No one said anything. I think we all understood what it meant. My hands grew cold with sweat. I wanted to leave that room at once, leave it and never return. Laura stayed where she had been from the beginning, near the window.
‘What we’re looking for is behind this wall,’ Lewis said. He spoke calmly, without haste; but I could tell that his self-control was a means of protecting himself against the panic that might, if unchecked, destroy him.
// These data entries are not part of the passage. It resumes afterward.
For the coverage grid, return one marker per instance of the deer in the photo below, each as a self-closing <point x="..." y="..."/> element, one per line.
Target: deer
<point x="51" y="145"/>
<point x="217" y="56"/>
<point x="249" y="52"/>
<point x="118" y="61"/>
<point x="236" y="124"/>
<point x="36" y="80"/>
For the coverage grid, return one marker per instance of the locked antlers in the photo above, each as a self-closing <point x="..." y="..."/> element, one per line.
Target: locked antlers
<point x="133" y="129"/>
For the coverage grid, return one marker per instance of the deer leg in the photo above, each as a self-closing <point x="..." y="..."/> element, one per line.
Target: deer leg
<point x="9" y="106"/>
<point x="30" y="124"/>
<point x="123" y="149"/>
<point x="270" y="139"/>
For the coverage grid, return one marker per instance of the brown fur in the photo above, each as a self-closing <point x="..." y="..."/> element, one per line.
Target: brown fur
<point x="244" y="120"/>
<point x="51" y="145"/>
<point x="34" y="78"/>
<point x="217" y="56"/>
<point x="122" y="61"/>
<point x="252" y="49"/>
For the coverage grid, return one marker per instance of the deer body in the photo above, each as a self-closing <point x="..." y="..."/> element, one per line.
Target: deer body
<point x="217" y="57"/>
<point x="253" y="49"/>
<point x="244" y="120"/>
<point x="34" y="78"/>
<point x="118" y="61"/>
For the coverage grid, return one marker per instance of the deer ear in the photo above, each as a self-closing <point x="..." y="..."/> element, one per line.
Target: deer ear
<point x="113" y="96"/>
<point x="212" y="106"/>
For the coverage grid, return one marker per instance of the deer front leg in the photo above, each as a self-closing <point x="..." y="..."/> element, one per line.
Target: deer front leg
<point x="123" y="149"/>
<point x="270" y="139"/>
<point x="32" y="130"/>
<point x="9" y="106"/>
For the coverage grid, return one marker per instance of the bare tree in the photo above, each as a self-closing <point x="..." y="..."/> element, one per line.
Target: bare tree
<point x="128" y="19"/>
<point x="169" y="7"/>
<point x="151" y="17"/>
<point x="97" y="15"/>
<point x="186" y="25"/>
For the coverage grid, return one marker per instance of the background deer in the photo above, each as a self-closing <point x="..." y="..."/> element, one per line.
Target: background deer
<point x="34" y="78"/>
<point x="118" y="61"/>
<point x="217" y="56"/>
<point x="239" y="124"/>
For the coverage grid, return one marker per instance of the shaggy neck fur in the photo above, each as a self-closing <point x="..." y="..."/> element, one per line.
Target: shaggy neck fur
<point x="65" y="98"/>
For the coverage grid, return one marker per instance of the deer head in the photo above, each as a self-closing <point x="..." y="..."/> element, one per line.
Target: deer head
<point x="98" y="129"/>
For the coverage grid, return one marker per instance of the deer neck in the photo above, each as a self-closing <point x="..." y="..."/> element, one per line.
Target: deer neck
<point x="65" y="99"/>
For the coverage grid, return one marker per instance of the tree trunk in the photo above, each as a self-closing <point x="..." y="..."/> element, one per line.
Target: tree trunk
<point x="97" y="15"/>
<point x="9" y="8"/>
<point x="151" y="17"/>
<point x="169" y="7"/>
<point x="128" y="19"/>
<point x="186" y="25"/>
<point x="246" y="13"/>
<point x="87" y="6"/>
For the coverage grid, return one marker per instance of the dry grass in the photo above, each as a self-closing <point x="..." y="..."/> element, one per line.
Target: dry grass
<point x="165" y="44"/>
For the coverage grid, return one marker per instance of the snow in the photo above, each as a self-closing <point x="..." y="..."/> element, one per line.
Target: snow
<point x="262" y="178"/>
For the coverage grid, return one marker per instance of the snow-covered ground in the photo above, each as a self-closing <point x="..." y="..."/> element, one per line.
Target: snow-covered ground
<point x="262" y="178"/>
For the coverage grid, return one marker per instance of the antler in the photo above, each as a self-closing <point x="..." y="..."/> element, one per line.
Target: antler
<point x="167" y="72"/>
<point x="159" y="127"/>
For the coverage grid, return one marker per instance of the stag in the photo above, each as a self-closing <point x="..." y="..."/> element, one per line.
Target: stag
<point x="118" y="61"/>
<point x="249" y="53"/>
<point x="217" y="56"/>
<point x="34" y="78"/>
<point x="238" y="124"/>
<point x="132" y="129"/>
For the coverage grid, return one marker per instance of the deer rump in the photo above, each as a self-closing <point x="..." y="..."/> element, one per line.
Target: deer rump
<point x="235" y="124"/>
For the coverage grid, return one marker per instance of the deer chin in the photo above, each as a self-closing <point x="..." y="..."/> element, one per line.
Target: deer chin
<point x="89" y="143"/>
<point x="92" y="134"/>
He struck the wall hard with his fist. It seemed solid enough, fashioned from brick. Perhaps we were mistaken after all.
‘We’ll need something heavy. A large hammer or an axe might do.’
‘You want to break it down?’ I knew it was a stupid question when I asked it.
‘I’d rather not,’ Lewis said. ‘But if we want to find out what’s causing all this . . .’
‘I’ll get something,’ I said. ‘Wait here.’
When I returned five minutes later carrying an axe and a heavy spade from the garden shed, there was an uneasy tension in the room. Lewis looked up as I entered.
‘It’s been quiet,’ he said.
Laura snorted.
‘He’s having you on, Charles. Don’t you see? He’s set this whole thing up in his fucking studio.’
‘Shut up, Laura.’ I had never spoken to her like that before. She fell silent as though I had slapped her. In a way, I had.
Lewis took the spade, I used the axe. There were chips of wood on the blade, old wood from the autumn, when I had been cutting logs for the fire. It was an exhilaration, chasing away the silence and the fear with hard blows. The plaster came away in slabs, crashing dully to the floor, sending up clouds of dust. The brickwork was more stubborn. We worked together on a small area near the centre of the wall, banging and hammering with all our strength but without much success, until, suddenly, one brick cracked and fell out. We worked hard at the hole, enlarging it with sharp blows from the axe, then breaking it up in chunks with wild swings from the spade.